You can explore fractals on-line:

If you want to program your own fractals, you can get ideas of easy fractals by looking at Chapter 8 of The Nature of Code by Daniel Shiffman.

20.7 Recursive Binary Search¶

Recursion can be also be used to perform a binary search. Here is a non-recursive binary search from Chapter 15:

Non-recursive binary search¶

def binary_search_nonrecursive(search_list, key):
    lower_bound = 0
    upper_bound = len(search_list) - 1
    found = False
    while lower_bound < upper_bound and found == False:
        middle_pos = (lower_bound + upper_bound) // 2
        if search_list[middle_pos] < key:
            lower_bound = middle_pos + 1
        elif search_list[middle_pos] > key:
            upper_bound = middle_pos
        else:
            found = True

    if found:
        print( "The name is at position",middle_pos)
    else:
        print( "The name was not in the list." )

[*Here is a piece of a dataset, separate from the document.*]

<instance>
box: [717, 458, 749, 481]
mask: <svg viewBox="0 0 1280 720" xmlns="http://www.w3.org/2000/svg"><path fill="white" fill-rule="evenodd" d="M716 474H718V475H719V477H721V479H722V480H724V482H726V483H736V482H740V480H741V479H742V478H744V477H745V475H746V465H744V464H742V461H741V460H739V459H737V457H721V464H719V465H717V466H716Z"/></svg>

binary_search_nonrecursive(name_list,"Morgiana the Shrew")

This same binary search written in a recursive manner:

Recursive binary search¶

def binary_search_recursive(search_list, key, lower_bound, upper_bound):
    middle_pos = (lower_bound + upper_bound) // 2
    if search_list[middle_pos] < key:
        binary_search_recursive(search_list,
                                key,
                                middle_pos + 1,
                                upper_bound)
    elif search_list[middle_pos] > key:
        binary_search_recursive(search_list,
                                key,
                                lower_bound,
                                middle_pos )
    else:
        print("Found at position", middle_pos)

lower_bound = 0
upper_bound = len(name_list) - 1
binary_search_recursive(name_list,
                        "Morgiana the Shrew",
                        lower_bound,
                        upper_bound)